Looking back at last year I’m still floored at just how much changed this year. I definitely needed Grace. Here’s what I wrote last January:
“ This was SOOO hard because I've done Rooted, Grow, Content, and some others in the past. I've always been focused on rooting in the Bible, growing in God, and being Content with what he provided. After losing our daughter I learned that GRACE has been needed more than almost anything. We needed it desperately after our loss, and in 2020 we watched an entire nation fall apart and need the same grief love and grace that we needed back in 2018. I've learned that beyond all, Grace is needed. When someone else is hurting, suffering loss, confused, losing jobs, health, normal life, Grace is needed. ”
So I’ve done:
1) Rooted
2) Growing
3) Content
4) Grace
These have all grown in each other and I have needed them more and more than I even realized at the time
I needed to be strongly rooted in Gods word before the worst tragedy of my life. I needed to grow through Gods strength when my life fell apart. I learned to be content though tragedy and loss. I learned grace through incredible change and trials.

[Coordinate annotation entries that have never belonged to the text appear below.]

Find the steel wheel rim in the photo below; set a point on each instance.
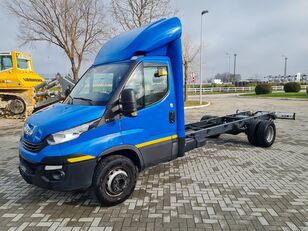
(117, 182)
(270, 134)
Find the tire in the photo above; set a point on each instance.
(114, 179)
(206, 117)
(251, 132)
(266, 133)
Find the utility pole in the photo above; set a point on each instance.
(234, 70)
(229, 57)
(201, 43)
(285, 66)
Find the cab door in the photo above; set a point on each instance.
(153, 130)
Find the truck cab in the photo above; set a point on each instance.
(122, 116)
(125, 113)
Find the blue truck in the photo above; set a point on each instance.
(126, 113)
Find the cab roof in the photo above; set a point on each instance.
(151, 39)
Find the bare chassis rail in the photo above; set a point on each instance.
(196, 133)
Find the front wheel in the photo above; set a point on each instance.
(114, 179)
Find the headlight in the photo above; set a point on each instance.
(70, 134)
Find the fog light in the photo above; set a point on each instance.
(58, 175)
(53, 167)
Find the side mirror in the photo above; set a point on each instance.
(67, 92)
(129, 103)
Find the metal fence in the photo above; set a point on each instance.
(232, 89)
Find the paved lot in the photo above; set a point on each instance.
(227, 184)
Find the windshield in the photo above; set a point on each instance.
(98, 84)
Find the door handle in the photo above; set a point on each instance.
(171, 117)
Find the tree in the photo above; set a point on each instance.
(189, 54)
(130, 14)
(76, 26)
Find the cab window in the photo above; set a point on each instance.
(23, 64)
(5, 62)
(150, 84)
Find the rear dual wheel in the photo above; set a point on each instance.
(261, 133)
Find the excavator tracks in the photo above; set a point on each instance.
(15, 105)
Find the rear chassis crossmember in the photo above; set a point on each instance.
(197, 133)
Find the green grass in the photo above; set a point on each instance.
(300, 95)
(191, 103)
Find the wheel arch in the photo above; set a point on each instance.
(128, 151)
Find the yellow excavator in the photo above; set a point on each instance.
(22, 91)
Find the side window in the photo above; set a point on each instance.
(150, 84)
(136, 83)
(155, 84)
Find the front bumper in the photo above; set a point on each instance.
(72, 176)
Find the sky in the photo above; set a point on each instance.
(260, 32)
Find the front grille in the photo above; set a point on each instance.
(34, 147)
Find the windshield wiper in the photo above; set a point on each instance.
(84, 99)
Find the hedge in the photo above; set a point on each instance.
(263, 88)
(292, 87)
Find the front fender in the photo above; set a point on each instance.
(126, 150)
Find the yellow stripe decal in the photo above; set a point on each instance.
(156, 141)
(80, 158)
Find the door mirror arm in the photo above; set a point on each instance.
(128, 103)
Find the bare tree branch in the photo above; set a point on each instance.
(76, 26)
(130, 14)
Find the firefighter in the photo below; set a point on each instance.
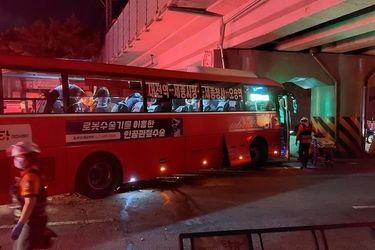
(30, 192)
(304, 136)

This year I’m working on SLOW
I’ve said it before but I keep finding ways to be needed and help people which is great but after years of being there for people and learning and growing through Christ it’s time for us to slow down and refocus as a family
I had no idea how this would happen and this year showed how quickly things change yet again We had a plan to leave more than once and every door shut down on us. I finally became truly content and settled with our home and my jobs and how we were when it all turned upside down again. God has shut down every plan we had in Texas, and has diverted us away from all of our own efforts.
We made big plans this year to stay and grow our school group which we have fell in love with! We were given opportunity to start a homestead and build a house. Due to the high inflation to our city all of our plans fell apart at thr last minute. We had finally felt settled and it seemed our plans had fallen apart with no idea where to go forward. Between Christmas and New Years we found doors flying open for us to move to Mississippi and start our farmstead and it has been a whirlwind of a door opening.
I have truly learned not to rely on my own plans and enjoy the path God leads even when it means leaving all my comforts and friends.
This year we are going slow, and starting a new focus on our family!! I cannot believe that all my needs are consistently met and we are getting what we need as a family to truly slow down and get the farm we have prayed for, for many years.
I pray you all have a fantastic year in 2022 and I cannot wait to see what God brings for our family.
Starting day one in a new state, new start, new life!